Lorsqu’il s’agit du déploiement d’un chatbot en interne pour faciliter la vie des salariés dans leurs démarches RH, les impacts ne sont pas les mêmes que lorsqu’il s’agit d’introduire des robots pour remplacer le travail humain lorsque celui-ci est pénible et/ou très répétitif. Récemment, McDonald’s a annoncé vouloir remplacer ses employés de la prise de commande aux bornes du service du drive par une intelligence artificielle. L’objectif affiché est d’offrir une expérience client ultra personnalisée : les menus proposés aux bornes du drive s’adaptent à l’heure, à la météo ou au trafic, et des produits additionnels sont suggérés selon le choix du client. Gain de temps aux bornes mais aussi baisse des effectifs en perspectives (dans un contexte ce type d’emploi n’est plus désiré).

Selon moi, le premier point clés vis-à-vis des salariés réside dans la collecte et la protection de ses données personnelles utiles pour la totale personnalisation de son expérience avec l’IA. Ainsi que le volet change management et formation cité ci-dessus pour accompagner le dit déploiement.

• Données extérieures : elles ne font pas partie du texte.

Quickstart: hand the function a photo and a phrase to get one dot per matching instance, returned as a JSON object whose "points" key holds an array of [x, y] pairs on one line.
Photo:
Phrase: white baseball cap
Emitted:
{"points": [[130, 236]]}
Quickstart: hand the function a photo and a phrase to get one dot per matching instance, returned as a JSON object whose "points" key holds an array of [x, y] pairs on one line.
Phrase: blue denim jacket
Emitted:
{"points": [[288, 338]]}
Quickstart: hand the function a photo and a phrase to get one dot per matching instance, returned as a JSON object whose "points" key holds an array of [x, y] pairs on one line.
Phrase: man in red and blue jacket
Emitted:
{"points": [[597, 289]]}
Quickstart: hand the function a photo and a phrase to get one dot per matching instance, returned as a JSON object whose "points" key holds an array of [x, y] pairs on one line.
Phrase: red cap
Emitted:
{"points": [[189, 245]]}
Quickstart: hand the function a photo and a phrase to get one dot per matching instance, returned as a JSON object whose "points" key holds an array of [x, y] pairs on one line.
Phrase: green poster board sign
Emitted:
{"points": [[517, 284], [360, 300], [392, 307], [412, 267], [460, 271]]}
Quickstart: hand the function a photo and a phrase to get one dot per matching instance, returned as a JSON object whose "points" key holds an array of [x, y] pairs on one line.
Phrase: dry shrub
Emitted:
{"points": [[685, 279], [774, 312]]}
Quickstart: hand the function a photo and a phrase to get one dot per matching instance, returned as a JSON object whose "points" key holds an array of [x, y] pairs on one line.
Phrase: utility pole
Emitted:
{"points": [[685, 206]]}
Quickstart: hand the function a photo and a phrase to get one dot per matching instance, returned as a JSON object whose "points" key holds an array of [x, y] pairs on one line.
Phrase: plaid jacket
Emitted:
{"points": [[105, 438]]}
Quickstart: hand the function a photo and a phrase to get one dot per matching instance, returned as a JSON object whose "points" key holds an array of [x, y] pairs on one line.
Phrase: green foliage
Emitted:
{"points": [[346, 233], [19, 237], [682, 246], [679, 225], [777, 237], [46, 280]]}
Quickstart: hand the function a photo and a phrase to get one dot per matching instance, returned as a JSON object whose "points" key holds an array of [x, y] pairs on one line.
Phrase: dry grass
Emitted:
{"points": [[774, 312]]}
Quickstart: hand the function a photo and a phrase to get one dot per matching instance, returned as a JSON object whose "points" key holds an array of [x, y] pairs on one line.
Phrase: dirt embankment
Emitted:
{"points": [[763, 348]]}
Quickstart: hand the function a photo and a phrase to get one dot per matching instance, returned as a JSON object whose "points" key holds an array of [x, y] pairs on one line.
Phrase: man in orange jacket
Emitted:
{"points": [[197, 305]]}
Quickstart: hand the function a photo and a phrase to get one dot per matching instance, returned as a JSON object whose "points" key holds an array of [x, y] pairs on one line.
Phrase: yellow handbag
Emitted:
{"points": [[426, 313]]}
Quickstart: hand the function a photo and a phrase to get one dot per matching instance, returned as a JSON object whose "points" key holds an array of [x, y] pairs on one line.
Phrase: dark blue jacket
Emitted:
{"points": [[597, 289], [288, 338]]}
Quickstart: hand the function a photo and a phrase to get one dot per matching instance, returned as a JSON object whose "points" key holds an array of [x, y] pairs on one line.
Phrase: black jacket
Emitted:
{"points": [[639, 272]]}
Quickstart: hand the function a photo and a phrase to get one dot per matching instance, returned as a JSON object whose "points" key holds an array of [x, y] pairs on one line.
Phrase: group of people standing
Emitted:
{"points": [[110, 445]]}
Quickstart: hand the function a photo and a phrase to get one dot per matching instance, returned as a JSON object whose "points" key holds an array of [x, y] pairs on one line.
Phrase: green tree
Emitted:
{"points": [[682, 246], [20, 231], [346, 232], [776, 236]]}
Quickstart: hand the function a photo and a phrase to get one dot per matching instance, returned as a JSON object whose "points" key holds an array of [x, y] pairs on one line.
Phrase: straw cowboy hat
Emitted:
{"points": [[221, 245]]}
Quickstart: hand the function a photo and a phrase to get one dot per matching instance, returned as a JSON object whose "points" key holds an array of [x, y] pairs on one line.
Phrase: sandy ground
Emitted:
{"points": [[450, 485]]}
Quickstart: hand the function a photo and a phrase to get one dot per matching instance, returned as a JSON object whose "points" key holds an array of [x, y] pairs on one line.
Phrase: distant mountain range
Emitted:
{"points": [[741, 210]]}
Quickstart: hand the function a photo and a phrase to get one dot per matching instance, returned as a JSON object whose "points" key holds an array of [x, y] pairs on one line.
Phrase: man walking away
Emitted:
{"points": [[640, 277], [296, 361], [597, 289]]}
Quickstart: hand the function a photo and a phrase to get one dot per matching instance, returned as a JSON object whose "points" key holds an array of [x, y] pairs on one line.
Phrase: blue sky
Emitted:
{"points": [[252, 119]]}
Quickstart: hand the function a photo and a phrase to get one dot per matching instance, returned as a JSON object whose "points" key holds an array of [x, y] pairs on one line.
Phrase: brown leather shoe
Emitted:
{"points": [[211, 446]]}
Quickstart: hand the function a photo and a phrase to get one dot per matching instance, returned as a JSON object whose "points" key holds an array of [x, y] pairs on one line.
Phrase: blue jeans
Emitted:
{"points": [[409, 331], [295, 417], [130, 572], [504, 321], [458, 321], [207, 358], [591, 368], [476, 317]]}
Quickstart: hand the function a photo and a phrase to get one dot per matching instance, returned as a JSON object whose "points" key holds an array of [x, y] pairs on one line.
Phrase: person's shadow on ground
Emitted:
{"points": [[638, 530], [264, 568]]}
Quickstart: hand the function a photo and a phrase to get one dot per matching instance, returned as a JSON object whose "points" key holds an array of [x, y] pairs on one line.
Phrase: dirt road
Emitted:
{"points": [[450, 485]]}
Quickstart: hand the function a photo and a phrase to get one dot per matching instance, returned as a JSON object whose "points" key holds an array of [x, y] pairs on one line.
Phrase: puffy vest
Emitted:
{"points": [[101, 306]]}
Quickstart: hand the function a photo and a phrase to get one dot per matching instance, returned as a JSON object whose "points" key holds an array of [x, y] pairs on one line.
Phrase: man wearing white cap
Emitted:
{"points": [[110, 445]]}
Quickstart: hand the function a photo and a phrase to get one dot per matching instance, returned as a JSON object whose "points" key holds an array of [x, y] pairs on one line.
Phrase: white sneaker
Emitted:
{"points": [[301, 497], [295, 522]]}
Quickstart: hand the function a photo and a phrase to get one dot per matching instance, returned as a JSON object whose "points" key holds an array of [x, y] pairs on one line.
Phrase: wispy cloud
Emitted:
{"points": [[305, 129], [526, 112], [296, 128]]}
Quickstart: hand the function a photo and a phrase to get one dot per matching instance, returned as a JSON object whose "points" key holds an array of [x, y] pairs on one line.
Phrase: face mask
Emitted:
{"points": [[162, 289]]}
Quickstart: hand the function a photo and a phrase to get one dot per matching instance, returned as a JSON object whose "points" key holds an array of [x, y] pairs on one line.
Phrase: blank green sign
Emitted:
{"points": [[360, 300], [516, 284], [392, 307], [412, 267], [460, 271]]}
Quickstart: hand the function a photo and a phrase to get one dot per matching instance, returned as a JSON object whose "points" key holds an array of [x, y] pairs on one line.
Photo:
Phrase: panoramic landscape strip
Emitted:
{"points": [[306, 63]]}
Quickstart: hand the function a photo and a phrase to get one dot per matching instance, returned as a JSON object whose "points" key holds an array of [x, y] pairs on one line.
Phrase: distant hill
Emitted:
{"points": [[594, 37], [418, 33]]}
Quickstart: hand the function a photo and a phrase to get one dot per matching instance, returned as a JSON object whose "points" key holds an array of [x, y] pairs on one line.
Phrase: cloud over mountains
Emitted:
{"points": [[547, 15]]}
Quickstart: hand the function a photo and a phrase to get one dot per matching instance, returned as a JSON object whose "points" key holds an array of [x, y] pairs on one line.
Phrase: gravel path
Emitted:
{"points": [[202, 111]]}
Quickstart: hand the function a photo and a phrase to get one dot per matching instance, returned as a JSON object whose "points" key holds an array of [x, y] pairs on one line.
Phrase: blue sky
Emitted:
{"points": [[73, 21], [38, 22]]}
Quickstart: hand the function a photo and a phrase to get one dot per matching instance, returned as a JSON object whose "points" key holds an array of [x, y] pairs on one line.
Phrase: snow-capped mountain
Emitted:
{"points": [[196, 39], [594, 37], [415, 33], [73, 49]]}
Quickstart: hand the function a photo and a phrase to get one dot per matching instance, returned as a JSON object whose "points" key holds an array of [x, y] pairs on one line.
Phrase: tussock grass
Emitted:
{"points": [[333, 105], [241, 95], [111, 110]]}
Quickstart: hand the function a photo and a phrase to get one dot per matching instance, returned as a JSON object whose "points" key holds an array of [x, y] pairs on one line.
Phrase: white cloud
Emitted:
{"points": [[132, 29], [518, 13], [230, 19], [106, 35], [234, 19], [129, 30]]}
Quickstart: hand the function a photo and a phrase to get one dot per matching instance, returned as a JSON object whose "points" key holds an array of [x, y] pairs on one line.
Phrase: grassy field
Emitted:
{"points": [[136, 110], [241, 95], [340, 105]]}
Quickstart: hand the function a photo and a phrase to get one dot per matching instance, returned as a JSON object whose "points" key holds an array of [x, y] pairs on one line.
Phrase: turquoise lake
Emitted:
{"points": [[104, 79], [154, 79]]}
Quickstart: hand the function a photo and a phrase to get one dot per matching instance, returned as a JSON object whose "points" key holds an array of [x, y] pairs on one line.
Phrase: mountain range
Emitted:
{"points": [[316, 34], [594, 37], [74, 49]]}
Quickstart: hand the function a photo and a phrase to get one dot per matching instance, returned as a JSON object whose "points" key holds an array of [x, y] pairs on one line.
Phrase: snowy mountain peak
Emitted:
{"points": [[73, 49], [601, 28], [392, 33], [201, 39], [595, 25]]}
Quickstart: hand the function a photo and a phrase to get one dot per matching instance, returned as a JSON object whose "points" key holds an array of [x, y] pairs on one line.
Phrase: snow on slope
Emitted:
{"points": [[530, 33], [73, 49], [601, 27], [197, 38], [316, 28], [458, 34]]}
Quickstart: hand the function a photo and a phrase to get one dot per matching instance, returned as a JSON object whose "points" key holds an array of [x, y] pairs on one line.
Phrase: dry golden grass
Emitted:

Le second point clés, sur le rôle du DRH est dans la chasse aux biais et discriminations inhérents aux IA. On se rappelle d’Amazon, en 2017 et de son intelligence artificielle qui discriminait automatiquement les femmes dans le tri des CV pour des postes techniques. L’entraînement de l’IA à l’époque s’était fait grâce aux données des employés de l’entreprise majoritairement masculins. Du coup, l’algorithme écartait en production tous les profils féminins. Il faut bien automatiser les processus ET bien les automatiser avec la nuance qui a toute son importance.😉

Selon vous quels pourraient être les freins au déploiement de l’IA ? (coût, culture d’entreprise, manque de formation…) et pensez-vous qu’un accompagnement des salariés à l’adoption de l’IA est indispensable ?

Sans aucun doute il faut installer un terreau favorable dans l’entreprise, dans lequel l’IA n’est pas perçue comme une menace pour l’homme mais bel et bien une opportunité de faciliter les choses ou d’optimiser les coûts par l’automatisation des tâches et l’ultra-personnalisation des expériences. On le voit déjà dans le secteur public et notamment dans l’éducation.
Donc une acculturation du sujet à tous les niveaux de l’entreprise avec notamment des formations dédiées et l’accompagnement des salariés directement concernés.

A ce titre, le gouvernement français a annoncé en novembre 2021 avoir injecté 2 milliards d’euros de cofinancements publics-privés sur 5 ans dans la formation et le recrutement de spécialistes en intelligence artificielle. Or la transformation numérique de nos entreprises, bien qu’elle ait accéléré ces deux dernières années, a encore un long chemin à parcourir en France.
Une fois démystifiée, il faut que l’éthique soit assurée au niveau des algorithmes et surtout des données d’entrainements qui vont influencer son expérience et sa capacité opérationnelle en production. A ce titre, on doit pouvoir expliquer les choix de l’IA et limiter/annihiler les risques de biais.

Finalement, l’IA revêt plusieurs formes, et fera ses preuves dans les métiers de la DRH car c’est un outil construit par des humains pour des humains. Reste à lever la barrière à l’entrée vis-à -vis du coût à supporter pour s’équiper.